Typically, a SPAC must complete a business combination transaction within a specific timeframe or it must be liquidated. CorpFin reminds SPACs that as they near the end of the specified timeframe, their available options may narrow, allowing acquisition targets significant leverage in negotiating acquisition terms. Accordingly, SPACs should consider disclosing the following information related to completing a business combination:
- Financial incentives of SPAC sponsors, directors, and officers, as well as losses that those parties might incur if the SPAC does not complete a business combination transaction
- The amount of control that the SPAC’s sponsors, directors, officers, and affiliates exercise over the approval of a business combination
- Whether and, if so, how the SPAC may amend provisions in its governing instruments or extend its timeframe to complete a business combination
- Balanced disclosure of prior SPAC experience by the sponsors, directors, officers, or affiliates
The guidance states that if the underwriter of the IPO elects to defer its compensation until the closing of the business combination transaction, the SPAC should consider disclosing (1) any additional services that the underwriter may provide, (2) whether compensation for the additional services is conditioned on the completion of the business transaction, and (3) any conflicts of interest the underwriter might experience in providing the additional services given the deferred compensation.
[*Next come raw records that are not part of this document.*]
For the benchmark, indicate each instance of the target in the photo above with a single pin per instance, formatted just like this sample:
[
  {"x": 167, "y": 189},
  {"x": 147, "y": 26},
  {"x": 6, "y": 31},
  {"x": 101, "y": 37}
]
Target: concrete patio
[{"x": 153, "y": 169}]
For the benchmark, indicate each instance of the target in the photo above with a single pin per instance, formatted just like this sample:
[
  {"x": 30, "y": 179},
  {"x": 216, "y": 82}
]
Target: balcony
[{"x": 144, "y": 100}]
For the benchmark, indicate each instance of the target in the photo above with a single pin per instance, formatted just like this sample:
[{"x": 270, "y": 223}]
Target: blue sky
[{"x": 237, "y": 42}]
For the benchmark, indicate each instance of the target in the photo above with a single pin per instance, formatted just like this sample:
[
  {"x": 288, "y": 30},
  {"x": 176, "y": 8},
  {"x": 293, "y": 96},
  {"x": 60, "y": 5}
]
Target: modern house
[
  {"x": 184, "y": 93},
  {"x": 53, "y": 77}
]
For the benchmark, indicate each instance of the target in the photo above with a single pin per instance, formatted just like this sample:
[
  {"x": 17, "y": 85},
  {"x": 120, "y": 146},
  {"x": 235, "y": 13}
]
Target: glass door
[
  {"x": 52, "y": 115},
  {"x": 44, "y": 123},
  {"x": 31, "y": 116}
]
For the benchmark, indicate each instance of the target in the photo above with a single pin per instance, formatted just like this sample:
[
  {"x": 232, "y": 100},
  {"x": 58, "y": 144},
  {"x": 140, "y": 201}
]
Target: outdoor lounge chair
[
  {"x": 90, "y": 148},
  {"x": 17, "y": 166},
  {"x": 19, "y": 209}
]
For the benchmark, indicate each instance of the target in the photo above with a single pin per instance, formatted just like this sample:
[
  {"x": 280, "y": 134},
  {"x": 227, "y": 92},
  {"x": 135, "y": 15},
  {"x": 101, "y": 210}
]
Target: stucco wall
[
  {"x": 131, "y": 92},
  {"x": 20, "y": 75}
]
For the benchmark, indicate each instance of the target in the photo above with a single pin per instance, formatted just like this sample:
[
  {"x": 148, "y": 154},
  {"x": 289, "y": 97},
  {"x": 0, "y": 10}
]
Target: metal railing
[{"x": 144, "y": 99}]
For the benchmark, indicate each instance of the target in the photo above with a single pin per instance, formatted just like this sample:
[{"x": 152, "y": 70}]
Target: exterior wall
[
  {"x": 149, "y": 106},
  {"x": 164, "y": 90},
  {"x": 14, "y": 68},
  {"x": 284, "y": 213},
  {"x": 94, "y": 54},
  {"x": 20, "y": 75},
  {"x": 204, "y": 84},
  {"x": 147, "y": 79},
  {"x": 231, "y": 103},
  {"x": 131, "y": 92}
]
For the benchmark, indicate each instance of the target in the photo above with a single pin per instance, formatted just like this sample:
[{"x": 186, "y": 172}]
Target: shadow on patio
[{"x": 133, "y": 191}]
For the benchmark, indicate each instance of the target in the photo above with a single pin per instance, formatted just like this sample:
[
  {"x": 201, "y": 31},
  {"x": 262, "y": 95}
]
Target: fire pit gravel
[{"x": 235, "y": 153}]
Generally, the economic terms of investments by the SPAC’s sponsors, directors, officers, and affiliates are different from those of the SPAC’s public shareholders. SPACs should consider disclosing the following information related to the financial incentives of their sponsors, directors, and officers:
- Securities owned, including the price paid; concurrent offerings of securities; and the difference between the price of securities previously sold and the IPO price
- Conflicts of interest as a result of securities ownership, compensation arrangements, and relationships with affiliated entities
- Compensation terms, including contingent compensation
Similarly to the economic investments, the terms of securities issued to SPAC sponsors are generally different from the terms of securities issued to the public, and may provide the sponsor with substantial control. This practice could be the same for securities sold in private offerings compared to those securities sold in the SPAC’s IPO. When a SPAC does issue such securities, it should consider disclosing (1) the terms of the securities held by its sponsors, directors, officers, and affiliates compared to the terms of the public shareholders’ securities, including the terms of any convertible debt and the risks to public shareholders; (2) whether the SPAC plans to obtain or has obtained additional funding and how the securities will differ; and (3) the terms of a forward purchase agreement and its impact on other shareholders.
Grant Thornton Insight:
While the concept of becoming a public company by merging with a SPAC is not new, there is currently growing interest in the practice. As noted by SPAC Analytics, total U.S. IPO proceeds from SPACs increased from 19 percent in 2019 to 46 percent in 2020.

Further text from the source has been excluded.